I’ll know more tonight once I’ve done the drive home, and see how it all goes. Alternatively, it’s going to be a case of finding alternative routes for the next month…
Changing Hours
Posted: Fri 21 February, 2014 | Author: Lyle | Filed under: Change, Commuting, Domestic, Driving, Insomnia, Sleep - or lack thereof, Travel, Work-related | Leave a comment »At the new contract, my hours are somewhat different to usual. It actually works out pretty well – both for me, and for the business – but it’s rocking my body clock a bit in this first week.
Based in Cambridge, I’m working 7.30 – 3.30. We work with development teams around the East Indies, so when I’m starting work, they’re just finishing – it means we can do meetings without extra hassle. It also means I’m avoiding all the really crap traffic (although this week is somewhat non-standard, as it’s half-term, and I suspect it’ll be a bit different leaving during ‘school run’ hours in the afternoon)
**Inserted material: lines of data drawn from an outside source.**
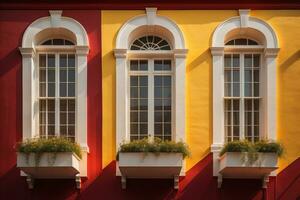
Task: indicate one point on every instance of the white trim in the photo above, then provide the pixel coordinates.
(178, 55)
(243, 23)
(52, 24)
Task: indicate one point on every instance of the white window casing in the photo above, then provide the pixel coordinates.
(41, 29)
(262, 31)
(131, 30)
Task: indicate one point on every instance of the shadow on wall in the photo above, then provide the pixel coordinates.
(198, 184)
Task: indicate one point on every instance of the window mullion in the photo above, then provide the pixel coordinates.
(242, 104)
(57, 111)
(151, 98)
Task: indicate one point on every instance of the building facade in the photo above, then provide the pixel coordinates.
(104, 73)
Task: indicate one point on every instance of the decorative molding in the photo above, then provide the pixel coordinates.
(244, 17)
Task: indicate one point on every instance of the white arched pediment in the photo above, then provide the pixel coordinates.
(149, 19)
(243, 22)
(55, 21)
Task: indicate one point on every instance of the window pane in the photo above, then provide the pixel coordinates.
(63, 75)
(63, 60)
(71, 61)
(71, 75)
(51, 60)
(51, 89)
(134, 65)
(71, 90)
(42, 60)
(63, 89)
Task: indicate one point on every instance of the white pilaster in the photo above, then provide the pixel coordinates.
(29, 81)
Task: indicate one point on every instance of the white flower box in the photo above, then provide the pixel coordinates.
(150, 165)
(238, 165)
(49, 165)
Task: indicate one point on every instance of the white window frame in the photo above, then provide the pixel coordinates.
(270, 49)
(172, 32)
(30, 81)
(151, 73)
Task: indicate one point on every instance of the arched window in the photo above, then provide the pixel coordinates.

However, starting at 7.30 with a 45-minute commute means I’m leaving the house at 6.30-6.45, and getting up commensurately earlier. It’s not a massive change, but it’s enough that I’ve noticed it this week. I’m sure I’ll get back into the swing of things though.
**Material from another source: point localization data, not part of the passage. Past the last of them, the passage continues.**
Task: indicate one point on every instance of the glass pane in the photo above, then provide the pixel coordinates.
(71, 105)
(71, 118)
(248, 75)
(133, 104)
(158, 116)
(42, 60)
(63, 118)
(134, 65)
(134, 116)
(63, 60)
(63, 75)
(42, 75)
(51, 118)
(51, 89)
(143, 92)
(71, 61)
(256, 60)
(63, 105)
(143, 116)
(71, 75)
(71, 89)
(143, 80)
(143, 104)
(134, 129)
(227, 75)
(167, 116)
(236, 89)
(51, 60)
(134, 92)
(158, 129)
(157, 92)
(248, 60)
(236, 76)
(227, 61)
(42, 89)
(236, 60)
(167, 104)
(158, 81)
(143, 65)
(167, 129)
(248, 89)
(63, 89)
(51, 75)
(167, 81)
In fairness, I’ve left home at earlier times than that though, for far longer commutes (in both time and distance) and getting home much later as well – although I have somewhat got out of the habit of those over the last couple of years.
It suits me for now though. I’d rather do 11am-8pm or similar, which would actually suit my body-clock, but that’s not on offer this time round. We’ll see though.
Maintaining The Average
Posted: Fri 14 February, 2014 | Author: Lyle | Filed under: Domestic, Interviews, Work-related | 2 Comments »This is becoming all too common. My interview success ratio remains at 100% – in theory it should actually be higher, having had one small contract without even interviewing.
I had a phone interview with a place yesterday, which went well, and was going to be a ‘proper’ interview early next week.
However, they’ve changed their minds, and now I’m doing all the paperwork and instead starting on Monday. And yet again I find myself in the position of going to start a new contract without ever having even met any of the people I’ll be working with.
Speaking to friends and ex-colleagues about it today, I kept on getting told that I’m really lucky. But this seems to be the consistent state of things – which means it can’t just be luck. Can it?